MediaKeadilan.com – Menteri Dalam Negeri (Mendagri) Tito Karnavian menyerahkan tanggapan mengenai fenomena sejumlahnya kepala daerah yang terjaring operasi tangkap tangan (OTT) oleh Komisi Pemberantasan Korupsi (KPK).
Tito menerangkan berbagai tantangan dalam mengawasi kepala daerah serta faktor-faktor yang menjadi akar masalah tindak korupsi di tingkat daerah.
Ia menekankan bahwa posisi kepala daerah berbeda bersama struktur lembaga yang bersifat komando. Menurutnya, Keaparatur negara kementerianan Dalam Negeri (Kemendagri) memiliki keterbatasan dalam menjalankan penindakan langsung lantaran kepala daerah dipilih secara langsung oleh rakyat.
“Kita satu pertama ya kepala daerah ini kan dipilih rakyat. Mereka bukan rekrutmen top-down. Yang kita dapat lakukan kepada kepala daerah ini merupakan satu, kita menjalankan retreat, tujuannya demi menguatkan nasionalismenya, integritasnya ya. Kemudian juga menyerahkan pembekalan-pembekalan awal termasuk KPK juga hadir di sana, BPKP juga hadir menyerahkan masukan, Keaparatur negara kementerianan Keuangan dan lain-lain,” ujar Tito di Kompleks Parlemen, Senayan, Jakarta, Kamis (16/7/2026).
Lebih lanjut, ia membandingkan posisinya pada saat ini bersama ketika menjabat sebagai Kapolri.

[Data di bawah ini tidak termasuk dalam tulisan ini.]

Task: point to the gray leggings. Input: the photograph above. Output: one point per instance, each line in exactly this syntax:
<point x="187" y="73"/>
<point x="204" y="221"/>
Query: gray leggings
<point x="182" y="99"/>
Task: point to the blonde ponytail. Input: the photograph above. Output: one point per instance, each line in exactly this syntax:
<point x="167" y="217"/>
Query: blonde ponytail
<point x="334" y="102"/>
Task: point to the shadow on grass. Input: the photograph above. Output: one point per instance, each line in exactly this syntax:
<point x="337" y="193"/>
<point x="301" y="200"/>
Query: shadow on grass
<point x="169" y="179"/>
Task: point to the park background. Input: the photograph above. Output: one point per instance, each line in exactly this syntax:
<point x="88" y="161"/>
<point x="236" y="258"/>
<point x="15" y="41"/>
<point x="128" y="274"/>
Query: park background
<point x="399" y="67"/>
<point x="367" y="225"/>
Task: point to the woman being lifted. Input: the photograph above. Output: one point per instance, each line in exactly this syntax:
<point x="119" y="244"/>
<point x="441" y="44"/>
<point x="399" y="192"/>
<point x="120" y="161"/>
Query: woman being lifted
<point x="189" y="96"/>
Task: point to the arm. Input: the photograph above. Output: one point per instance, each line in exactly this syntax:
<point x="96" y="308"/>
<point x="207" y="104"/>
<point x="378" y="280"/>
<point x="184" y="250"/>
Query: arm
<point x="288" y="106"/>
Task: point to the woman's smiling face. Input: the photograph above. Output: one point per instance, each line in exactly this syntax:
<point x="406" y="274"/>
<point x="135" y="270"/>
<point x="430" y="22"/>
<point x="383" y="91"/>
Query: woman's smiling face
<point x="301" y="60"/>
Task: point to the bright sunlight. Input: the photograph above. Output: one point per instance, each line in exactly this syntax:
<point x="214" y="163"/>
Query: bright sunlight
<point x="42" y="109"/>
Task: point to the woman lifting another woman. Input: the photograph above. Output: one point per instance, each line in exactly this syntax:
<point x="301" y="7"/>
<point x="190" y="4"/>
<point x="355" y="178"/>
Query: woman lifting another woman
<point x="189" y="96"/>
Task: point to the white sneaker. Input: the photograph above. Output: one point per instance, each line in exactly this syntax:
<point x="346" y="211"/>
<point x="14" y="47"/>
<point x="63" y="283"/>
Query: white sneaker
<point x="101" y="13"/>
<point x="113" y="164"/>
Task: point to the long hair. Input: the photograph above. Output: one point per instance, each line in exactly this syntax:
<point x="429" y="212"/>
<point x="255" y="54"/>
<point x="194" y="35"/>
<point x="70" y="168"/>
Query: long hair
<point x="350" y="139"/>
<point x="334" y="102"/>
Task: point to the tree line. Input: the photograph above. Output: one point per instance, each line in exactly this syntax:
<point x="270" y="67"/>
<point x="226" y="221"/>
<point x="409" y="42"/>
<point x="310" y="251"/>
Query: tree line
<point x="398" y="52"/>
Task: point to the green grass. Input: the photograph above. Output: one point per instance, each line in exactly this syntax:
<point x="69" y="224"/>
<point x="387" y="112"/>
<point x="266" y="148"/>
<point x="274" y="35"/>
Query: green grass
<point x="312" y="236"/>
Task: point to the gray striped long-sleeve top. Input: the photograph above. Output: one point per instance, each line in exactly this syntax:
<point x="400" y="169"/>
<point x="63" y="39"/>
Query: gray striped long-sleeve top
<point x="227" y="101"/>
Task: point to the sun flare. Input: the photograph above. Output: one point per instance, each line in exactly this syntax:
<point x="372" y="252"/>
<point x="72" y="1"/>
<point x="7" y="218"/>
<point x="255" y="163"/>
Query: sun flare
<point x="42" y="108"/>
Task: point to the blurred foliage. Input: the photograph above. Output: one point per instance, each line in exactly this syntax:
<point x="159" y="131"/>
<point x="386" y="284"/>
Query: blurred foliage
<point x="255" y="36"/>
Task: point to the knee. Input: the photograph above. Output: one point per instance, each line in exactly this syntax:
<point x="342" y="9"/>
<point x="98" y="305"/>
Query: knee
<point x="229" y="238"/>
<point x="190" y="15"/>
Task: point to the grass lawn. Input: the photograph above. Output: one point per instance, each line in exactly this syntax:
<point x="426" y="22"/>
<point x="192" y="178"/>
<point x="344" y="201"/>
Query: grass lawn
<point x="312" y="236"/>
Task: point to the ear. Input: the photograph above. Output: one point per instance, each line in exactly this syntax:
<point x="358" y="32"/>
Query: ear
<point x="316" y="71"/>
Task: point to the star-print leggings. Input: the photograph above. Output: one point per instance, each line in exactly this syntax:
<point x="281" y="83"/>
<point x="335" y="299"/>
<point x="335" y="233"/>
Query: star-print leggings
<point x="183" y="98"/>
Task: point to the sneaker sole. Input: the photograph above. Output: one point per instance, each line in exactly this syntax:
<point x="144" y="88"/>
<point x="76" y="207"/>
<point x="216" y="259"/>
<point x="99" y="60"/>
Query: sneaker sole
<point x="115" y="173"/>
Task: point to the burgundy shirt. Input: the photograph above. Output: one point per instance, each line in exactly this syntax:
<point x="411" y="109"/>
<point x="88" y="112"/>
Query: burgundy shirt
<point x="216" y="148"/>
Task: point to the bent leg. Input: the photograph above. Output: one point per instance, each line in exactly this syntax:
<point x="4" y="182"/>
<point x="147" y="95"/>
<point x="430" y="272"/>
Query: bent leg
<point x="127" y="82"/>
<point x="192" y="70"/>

“Tapi kan sistemnya kepala daerah ini kan bukannya komando, kepada Mendagri kan bukan komando bagaikan ketika saya menjadi Kapolri bersama Kapolda, Kapolres itu komando. At any time dapat kita copot bila macem-macem,” tegasnya.
Terkait aspek pengawasan, Kemendagri telah membangun sistem digital demi meminimalisasi penyimpangan anggaran. Namun, Tito mengakui sistem tersebut masih memiliki celah demi dimanipulasi oleh oknum di lapangan.
“Nah jadi yang kita dapat lakukan merupakan menciptakan sistem demi pengawasan masalah keuangan. Ada namanya Sistem Informasi Pemerintahan Daerah di mana APBD-nya dapat kita lihat, kita menyerahkan guideline secara menyusun APBD ya,” katanya.
“Kemudian sistem pengawasan juga keuangannya ada. Tapi kan namanya sistem dapat aja diakalin di lapangan ya. Dan teman-teman kepala daerah ini kan sekali lagi dipilih rakyat, latar belakangnya beda-beda. Ada yang paham birokrasi, ada juga apa namanya tuh yang nggak mengerti tentang administrasi berakibat mengandalkan kepada aparatur negara birokratnya, Sekda, BPKAD, Bappeda,” jelasnya.
Salah satu poin krusial yang disoroti Tito merupakan tingginya biaya politik dalam proses pemilihan kepala daerah.
Menurutnya, ketimpangan antara biaya yang dikeluarkan saat pencalonan bersama pendapatan resmi yang diterima menjadi salah satu pemicu utama kepala daerah mencari keuntungan bersama cara yang tidak benar.
“Kemudian yang kedua, teman-teman kita tahu juga bahwa saya udah sempat nyampaikan barangkali bahwa biaya rekrutmen mereka itu tidak murah. Semua telah jadi pembicaraan umum, pengetahuan umum bahwa demi menjadi kepala daerah itu kan tidak gratis. Mereka wajib nyiapkan yang resmi saja nyiapkan tim sukses, menyiapkan apa namanya tuh kampanye. Biayanya tinggi. Ini salah satu, salah satu akar masalah. Dia mengeluarkan biaya sementara take home pay-nya mereka, pendapatan mereka itu barangkali nggak dapat nutupin, akhirnya cari peluang,” ungkapnya.
Tito menyimpulkan bahwa permasalahan tersebut muncul akibat pengaruh lingkungan dan sistem, di samping adanya faktor integritas masing-masing individu.
“Jadi by system, by apa environment. Ini sistem atau lingkungan yang menciptakan mereka akhirnya mencari bersama jalan tidak benar. Yang kedua dapat juga dilantarankan faktor perorangan. Udah cukup tapi lalu pengen makin. Dan sekali lagi kepala daerah ini kan dipilih rakyat ya, sepanjang dia populer disukai ya lalu terpilih. Kita nggak dapat menjamin integritasnya bagaikan apa,” pungkasnya.